Like other topical agents, Dorzoptic Combi Eco can be absorbed systemically. Dorzolamide, like sulfonamides, contains a sulfonamide group, therefore, the development of adverse reactions observed with systemic use of sulfonamide drugs is possible, including such severe reactions as Stevens-Johnson syndrome and toxic epidermal necrolysis. If signs of serious reactions or hypersensitivity reactions appear, the drug should be discontinued.
When using Dorzoptic Combi Eco, local adverse reactions from the organs of vision were observed, similar to those observed with dorzolamide hydrochloride. If such reactions develop, the use of Dorzoptic Combi Eco should be discontinued.
When taking beta-blockers, patients with atopy or a history of severe anaphylactic reactions to multiple allergens may be more sensitive to re-exposure to such allergens and may not respond to treatment of anaphylactic reactions with usual doses of adrenaline.
Concomitant therapy.
The use of dorzolamide and oral carbonic anhydrase inhibitors is not recommended.
Discontinuation of treatment.
As with systemic beta-blockers, ophthalmic timolol should be tapered off if discontinuation is necessary in patients with coronary artery disease.
Additional effects of beta-blockers.
Hypoglycemia/diabetes
Beta-blockers should be used with caution in patients prone to spontaneous hypoglycemia and in patients with labile diabetes mellitus, as beta-blockers may mask the symptoms of acute hypoglycemia.

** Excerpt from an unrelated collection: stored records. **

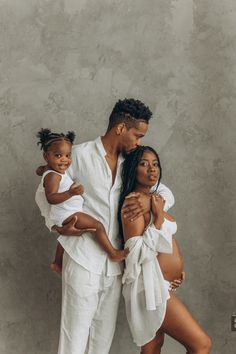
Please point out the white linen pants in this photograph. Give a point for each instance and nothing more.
(89, 309)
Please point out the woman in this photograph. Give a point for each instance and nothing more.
(151, 309)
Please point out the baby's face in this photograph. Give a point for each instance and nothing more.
(58, 156)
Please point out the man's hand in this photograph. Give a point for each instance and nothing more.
(41, 169)
(157, 205)
(70, 229)
(76, 189)
(135, 205)
(175, 284)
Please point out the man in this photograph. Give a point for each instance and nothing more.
(91, 283)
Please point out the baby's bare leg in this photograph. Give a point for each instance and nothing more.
(85, 221)
(56, 266)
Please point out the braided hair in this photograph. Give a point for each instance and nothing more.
(128, 176)
(130, 111)
(47, 138)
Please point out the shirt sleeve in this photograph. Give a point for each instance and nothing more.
(166, 193)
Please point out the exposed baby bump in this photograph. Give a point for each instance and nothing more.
(171, 264)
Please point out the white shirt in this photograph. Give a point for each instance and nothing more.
(90, 168)
(145, 290)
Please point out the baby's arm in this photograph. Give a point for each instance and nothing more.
(51, 185)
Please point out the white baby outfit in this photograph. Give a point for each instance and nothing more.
(58, 212)
(145, 291)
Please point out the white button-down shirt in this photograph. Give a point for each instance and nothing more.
(90, 168)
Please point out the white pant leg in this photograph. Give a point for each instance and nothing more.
(80, 296)
(104, 322)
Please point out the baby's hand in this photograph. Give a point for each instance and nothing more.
(76, 189)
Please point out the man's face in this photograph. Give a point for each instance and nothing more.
(131, 138)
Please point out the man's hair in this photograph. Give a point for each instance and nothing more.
(129, 111)
(128, 175)
(47, 138)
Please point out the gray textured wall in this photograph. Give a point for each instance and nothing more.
(63, 64)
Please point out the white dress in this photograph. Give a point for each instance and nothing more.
(144, 289)
(58, 212)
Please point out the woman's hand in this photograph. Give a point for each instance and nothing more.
(157, 205)
(135, 205)
(70, 229)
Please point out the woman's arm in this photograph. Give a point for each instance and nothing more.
(166, 193)
(51, 185)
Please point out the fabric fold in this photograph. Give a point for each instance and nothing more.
(144, 289)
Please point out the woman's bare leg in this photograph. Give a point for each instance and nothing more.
(155, 345)
(180, 325)
(85, 221)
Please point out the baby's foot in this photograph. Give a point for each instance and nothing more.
(57, 268)
(119, 255)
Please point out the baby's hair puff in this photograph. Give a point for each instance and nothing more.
(46, 138)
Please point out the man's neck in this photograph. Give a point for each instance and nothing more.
(111, 146)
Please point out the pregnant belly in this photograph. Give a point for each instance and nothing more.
(171, 264)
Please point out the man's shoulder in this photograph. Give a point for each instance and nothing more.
(88, 145)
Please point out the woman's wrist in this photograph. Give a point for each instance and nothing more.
(158, 220)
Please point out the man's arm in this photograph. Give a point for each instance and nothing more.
(70, 229)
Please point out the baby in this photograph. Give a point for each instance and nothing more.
(61, 199)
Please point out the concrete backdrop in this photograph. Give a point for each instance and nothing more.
(63, 65)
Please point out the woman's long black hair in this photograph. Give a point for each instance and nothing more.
(128, 176)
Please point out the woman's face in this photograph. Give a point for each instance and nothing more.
(148, 171)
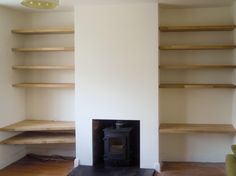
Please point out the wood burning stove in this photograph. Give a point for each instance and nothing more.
(117, 151)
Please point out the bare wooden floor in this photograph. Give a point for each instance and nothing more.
(33, 167)
(192, 169)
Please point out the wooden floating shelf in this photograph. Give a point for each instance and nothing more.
(45, 85)
(196, 47)
(197, 28)
(43, 67)
(215, 86)
(44, 31)
(54, 49)
(196, 128)
(40, 125)
(28, 138)
(197, 66)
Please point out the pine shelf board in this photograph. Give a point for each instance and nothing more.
(196, 47)
(197, 66)
(28, 138)
(197, 28)
(45, 85)
(44, 31)
(54, 49)
(40, 125)
(178, 85)
(196, 128)
(43, 67)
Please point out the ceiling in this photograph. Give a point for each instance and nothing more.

Beta-blockers may also mask the signs of hyperthyroidism. Abrupt discontinuation of beta-blockers may result in worsening of symptoms.
Corneal diseases
Ophthalmic beta-blockers may cause dry eyes. Patients with corneal diseases should be treated with caution.
Anesthesia for surgery
Ophthalmic beta-blockers may block the systemic effects of beta-agonists, such as adrenaline. The anaesthetist should be informed that the patient is receiving timolol.
Treatment with beta-blockers may exacerbate symptoms of myasthenia gravis.
Additional effects of carbonic anhydrase inhibition.
Treatment with oral carbonic anhydrase inhibitors has been associated with the development of urolithiasis as a result of acid-base disturbances, especially in patients with a history of urolithiasis. Although acid-base disturbances have not been observed with Dorzoptic Combi Eco, urolithiasis has been reported rarely. Since Dorzoptic Combi Eco contains a carbonic anhydrase inhibitor that is absorbed systemically when applied topically, patients with a history of urolithiasis are at increased risk of urolithiasis when using this medicinal product.
Other features.
Treatment of patients with acute angle-closure glaucoma requires the use of other therapeutic agents in addition to drugs that lower intraocular pressure. This medicinal product has not been studied in patients with acute angle-closure glaucoma.
Corneal edema and irreversible corneal decompensation have been reported with dorzolamide in patients with pre-existing chronic corneal defects and/or a history of intraocular surgery. There is a high probability of corneal edema. Precautions should be taken when prescribing Dorzoptic Combi Eco to such groups of patients.
Choroid detachment has been reported following filtration procedures with treatment with aqueous suppressants (e.g., timolol, acetazolamide).
As with other antiglaucoma drugs, decreased sensitivity to ophthalmic timolol maleate has been reported after long-term treatment in some patients. However, in clinical trials in which 164 patients were followed for at least three years, no significant change in mean intraocular pressure was observed after initial stabilization of pressure.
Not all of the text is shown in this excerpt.